World Oil recently demonstrated its commitment to the project by sending the city of Bakersfield a $1.4 million payment to cover part of its traffic mitigation obligations. It said another $400,000 payment is on the way next month.

Tenant interest in the Commons has become evident at City Hall. Although Bakersfield officials haven't heard lately from World Oil, Planning Director Jim Eggert said, they did get multiple phone calls over the summer from people representing prospective project retail tenants.

Eggert downplayed the stadium's importance to the project, noting that World Oil started planning its project years before there was any talk of involving baseball stadium.

He also pointed to Castle & Cooke's proposal this month to revise its site plan at The Shops at River Walk, which he took as a sign that the local retail market is improving.

"It just means that there's retailers looking there," he said.

As of this past summer, northwest Bakersfield -- the part of town Bakersfield Commons would border -- boasted a retail vacancy rate of less than 7 percent, according to Pacific Commercial Realty Advisors. That represents a decline from a high of 9 percent a few years ago and compares favorably with the citywide vacancy rate of about 11 percent.

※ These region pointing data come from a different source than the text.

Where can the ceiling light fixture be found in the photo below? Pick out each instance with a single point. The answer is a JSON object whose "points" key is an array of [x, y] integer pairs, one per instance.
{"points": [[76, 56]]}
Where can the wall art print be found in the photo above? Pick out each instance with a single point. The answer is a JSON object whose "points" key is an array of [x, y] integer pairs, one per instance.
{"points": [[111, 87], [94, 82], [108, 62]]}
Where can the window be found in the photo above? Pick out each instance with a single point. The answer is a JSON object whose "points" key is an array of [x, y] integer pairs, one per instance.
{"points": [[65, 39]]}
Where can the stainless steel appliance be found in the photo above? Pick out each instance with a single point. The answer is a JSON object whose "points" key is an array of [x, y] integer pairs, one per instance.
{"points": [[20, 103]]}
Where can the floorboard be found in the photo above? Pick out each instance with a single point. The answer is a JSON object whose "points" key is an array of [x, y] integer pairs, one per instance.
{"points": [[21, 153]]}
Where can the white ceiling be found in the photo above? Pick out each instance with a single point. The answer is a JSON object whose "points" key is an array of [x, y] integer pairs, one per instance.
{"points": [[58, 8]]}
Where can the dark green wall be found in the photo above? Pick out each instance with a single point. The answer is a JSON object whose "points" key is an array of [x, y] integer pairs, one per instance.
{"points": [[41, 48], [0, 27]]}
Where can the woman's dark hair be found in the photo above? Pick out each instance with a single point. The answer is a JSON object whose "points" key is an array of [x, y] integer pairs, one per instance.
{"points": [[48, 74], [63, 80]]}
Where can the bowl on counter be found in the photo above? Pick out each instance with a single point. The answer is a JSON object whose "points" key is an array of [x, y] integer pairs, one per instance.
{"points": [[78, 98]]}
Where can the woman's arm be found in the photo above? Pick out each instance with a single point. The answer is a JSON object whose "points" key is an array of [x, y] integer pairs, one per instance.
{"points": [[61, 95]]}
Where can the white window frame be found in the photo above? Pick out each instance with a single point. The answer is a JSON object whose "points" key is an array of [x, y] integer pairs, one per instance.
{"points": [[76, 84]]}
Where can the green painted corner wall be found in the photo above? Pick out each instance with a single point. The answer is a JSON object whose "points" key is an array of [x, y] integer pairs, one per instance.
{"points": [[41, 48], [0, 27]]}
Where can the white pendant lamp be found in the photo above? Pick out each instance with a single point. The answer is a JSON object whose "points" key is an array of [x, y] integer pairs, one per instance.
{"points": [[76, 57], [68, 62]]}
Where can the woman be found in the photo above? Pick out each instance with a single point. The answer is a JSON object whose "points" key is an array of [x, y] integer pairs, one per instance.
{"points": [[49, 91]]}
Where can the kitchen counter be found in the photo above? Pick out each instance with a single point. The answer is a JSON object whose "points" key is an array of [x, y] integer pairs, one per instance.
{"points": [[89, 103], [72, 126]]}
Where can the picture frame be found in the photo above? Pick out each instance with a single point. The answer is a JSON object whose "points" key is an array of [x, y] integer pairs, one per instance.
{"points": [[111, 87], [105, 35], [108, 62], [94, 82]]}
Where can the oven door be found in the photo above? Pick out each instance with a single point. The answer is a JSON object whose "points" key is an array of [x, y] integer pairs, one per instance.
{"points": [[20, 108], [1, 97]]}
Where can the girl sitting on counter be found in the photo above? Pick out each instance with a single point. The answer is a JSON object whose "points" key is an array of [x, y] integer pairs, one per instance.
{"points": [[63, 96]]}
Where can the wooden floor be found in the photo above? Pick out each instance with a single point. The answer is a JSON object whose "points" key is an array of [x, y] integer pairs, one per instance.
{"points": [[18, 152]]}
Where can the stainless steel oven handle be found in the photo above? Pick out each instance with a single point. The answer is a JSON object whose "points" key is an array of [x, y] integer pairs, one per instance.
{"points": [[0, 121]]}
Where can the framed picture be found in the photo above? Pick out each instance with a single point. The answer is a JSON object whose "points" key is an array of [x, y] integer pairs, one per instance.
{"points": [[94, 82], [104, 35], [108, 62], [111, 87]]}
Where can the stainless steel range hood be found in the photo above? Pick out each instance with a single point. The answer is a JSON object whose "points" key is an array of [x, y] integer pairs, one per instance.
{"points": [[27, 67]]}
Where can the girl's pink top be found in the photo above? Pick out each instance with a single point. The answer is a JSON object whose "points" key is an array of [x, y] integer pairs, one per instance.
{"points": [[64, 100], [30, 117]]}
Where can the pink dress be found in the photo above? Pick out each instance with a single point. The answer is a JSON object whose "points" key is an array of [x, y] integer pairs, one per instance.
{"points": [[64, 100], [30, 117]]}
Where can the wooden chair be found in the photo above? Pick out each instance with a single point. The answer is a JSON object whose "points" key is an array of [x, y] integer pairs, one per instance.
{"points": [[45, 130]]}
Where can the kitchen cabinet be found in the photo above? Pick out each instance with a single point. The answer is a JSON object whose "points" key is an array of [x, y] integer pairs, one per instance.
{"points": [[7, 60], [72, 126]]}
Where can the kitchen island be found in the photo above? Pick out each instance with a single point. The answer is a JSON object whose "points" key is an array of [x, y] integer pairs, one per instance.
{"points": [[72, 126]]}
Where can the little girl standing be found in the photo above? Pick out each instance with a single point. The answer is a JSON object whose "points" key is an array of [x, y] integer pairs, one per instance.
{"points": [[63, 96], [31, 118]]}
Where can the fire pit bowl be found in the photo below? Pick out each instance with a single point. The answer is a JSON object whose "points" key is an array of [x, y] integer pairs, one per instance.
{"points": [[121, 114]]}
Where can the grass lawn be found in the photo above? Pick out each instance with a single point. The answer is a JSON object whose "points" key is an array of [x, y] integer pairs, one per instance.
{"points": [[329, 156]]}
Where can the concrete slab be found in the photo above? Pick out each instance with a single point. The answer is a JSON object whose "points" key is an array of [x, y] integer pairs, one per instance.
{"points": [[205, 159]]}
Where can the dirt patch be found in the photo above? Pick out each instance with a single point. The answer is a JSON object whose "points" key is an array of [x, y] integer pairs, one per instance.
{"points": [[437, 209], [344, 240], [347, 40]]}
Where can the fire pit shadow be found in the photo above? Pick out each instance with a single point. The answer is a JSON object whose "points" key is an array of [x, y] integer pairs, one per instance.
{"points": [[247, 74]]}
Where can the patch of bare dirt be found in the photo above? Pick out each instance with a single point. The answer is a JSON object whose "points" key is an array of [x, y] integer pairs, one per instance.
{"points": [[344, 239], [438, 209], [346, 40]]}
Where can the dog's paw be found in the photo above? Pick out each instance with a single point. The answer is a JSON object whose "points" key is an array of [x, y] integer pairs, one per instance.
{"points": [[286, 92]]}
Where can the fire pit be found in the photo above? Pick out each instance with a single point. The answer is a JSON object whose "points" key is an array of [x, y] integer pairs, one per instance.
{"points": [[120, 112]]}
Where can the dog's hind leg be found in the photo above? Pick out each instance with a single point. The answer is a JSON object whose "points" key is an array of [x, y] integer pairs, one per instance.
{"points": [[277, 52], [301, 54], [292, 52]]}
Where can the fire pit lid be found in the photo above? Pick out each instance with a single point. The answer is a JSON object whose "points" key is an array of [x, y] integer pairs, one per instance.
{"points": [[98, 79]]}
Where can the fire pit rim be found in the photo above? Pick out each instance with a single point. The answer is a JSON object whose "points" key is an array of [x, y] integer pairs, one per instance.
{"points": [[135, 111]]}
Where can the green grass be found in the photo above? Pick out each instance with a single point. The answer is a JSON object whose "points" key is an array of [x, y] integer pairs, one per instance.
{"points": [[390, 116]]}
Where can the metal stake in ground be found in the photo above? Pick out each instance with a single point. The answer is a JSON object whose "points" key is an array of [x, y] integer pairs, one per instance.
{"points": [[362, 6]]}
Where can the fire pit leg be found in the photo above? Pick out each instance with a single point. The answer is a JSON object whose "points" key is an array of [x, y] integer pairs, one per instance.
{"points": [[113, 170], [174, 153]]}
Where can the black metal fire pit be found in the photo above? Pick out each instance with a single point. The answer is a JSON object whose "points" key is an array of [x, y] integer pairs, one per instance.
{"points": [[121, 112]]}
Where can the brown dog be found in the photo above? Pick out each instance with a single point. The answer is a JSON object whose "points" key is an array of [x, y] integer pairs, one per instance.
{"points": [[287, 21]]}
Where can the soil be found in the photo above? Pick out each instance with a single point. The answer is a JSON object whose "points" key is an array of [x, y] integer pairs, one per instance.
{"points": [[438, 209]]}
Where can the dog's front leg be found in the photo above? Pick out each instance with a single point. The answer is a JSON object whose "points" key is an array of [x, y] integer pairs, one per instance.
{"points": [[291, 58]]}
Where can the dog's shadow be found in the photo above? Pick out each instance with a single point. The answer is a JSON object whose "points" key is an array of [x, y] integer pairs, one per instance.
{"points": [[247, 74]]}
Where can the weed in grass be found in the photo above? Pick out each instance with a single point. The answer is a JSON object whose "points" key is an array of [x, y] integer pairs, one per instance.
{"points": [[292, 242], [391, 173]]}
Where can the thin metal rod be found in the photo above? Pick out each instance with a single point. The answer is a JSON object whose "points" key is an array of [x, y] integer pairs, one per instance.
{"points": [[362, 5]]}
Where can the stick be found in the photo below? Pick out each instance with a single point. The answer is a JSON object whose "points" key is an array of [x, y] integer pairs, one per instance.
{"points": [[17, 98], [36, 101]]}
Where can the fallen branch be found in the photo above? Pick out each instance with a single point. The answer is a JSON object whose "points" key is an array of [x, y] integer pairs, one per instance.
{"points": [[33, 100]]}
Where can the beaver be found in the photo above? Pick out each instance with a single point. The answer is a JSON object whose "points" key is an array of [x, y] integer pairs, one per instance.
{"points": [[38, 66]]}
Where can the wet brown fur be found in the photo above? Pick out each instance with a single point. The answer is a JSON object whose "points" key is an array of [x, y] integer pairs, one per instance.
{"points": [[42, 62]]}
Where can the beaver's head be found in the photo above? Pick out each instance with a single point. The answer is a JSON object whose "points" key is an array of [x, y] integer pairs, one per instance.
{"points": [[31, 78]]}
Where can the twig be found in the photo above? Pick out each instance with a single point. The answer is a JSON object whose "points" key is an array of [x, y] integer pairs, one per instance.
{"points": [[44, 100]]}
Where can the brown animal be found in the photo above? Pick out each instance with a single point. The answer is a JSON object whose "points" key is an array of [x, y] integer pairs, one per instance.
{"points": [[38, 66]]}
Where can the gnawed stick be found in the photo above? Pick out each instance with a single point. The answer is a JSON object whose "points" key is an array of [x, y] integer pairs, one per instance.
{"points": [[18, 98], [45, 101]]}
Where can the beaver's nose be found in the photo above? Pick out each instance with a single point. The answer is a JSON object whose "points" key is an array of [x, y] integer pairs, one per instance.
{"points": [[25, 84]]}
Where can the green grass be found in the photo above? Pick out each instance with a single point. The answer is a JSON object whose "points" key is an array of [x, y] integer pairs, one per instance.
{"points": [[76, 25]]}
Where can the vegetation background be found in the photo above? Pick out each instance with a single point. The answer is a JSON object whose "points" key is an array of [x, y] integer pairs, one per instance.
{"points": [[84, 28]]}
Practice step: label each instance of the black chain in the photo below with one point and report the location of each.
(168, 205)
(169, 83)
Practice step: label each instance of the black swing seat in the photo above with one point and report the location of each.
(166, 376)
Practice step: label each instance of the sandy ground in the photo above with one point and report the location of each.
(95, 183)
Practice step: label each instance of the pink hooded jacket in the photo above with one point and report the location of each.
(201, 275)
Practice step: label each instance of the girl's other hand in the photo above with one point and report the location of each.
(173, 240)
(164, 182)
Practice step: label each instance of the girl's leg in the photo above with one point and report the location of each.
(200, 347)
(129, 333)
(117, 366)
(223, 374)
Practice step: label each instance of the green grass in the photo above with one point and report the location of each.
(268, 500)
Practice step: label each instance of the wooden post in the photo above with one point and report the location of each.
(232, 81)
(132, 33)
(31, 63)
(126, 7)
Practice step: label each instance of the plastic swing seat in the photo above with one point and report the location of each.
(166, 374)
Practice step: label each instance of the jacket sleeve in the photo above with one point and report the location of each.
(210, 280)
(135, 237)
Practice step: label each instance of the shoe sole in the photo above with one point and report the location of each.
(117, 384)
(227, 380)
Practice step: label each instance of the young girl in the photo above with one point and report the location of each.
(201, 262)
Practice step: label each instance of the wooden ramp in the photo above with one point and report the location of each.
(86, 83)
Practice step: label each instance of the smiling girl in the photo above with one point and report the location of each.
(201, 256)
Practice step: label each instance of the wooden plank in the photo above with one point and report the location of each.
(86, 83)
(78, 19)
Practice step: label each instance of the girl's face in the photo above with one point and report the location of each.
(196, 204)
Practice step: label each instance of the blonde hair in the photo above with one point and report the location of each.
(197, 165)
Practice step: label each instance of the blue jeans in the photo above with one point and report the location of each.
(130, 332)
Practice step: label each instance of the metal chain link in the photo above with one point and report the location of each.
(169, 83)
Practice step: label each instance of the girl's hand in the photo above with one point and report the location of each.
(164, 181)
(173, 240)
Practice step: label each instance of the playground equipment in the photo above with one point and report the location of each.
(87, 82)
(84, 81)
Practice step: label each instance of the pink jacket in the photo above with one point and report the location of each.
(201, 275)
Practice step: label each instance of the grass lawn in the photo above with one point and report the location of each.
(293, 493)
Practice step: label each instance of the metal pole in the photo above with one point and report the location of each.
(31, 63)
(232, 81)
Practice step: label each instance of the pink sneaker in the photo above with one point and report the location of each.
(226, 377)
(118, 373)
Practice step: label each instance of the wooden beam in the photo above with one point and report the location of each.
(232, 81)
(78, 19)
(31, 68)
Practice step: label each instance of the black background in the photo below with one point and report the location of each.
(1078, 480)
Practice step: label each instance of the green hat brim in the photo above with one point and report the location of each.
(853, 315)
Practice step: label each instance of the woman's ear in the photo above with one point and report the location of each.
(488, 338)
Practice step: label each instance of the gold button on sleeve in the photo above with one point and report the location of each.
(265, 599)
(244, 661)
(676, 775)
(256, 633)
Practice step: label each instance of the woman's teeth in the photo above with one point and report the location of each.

Local retail conditions are important to the project because "main street" shops and restaurants are to be the focus of the Commons' first phase, along with a multiplex movie theater and, potentially, residential apartments. Office space and single-family homes have been proposed for future phases as part of a 20-year build-out.


Weissman, the L.A. real estate lawyer, drew a distinction between the kind of "destination-oriented project" that would include a stadium and one that might fit better with people living nearby.

The difference plays out among the type of retail tenants that would sign leases at such projects, he said. Developments more oriented toward residential uses would be more likely to draw dry-cleaners, coffee shops and small restaurants, he said, while large restaurants would be more suited to projects built around stadium projects.

Krieger, the USC professor who like Weissman is not involved in Bakersfield Commons and was unfamiliar with its specifics, maintains that the project remains wide open until a developer comes aboard.

At that point, World Oil's vision could undergo substantial revisions.

"A developer has to come along, and they do very (a) careful economics study to figure out what to do," he said.

Short of that, there's no knowing whether the stadium's exit hurt the project's chances of success.

"You haven't lost anything," he said, "if you don't have anything to start with."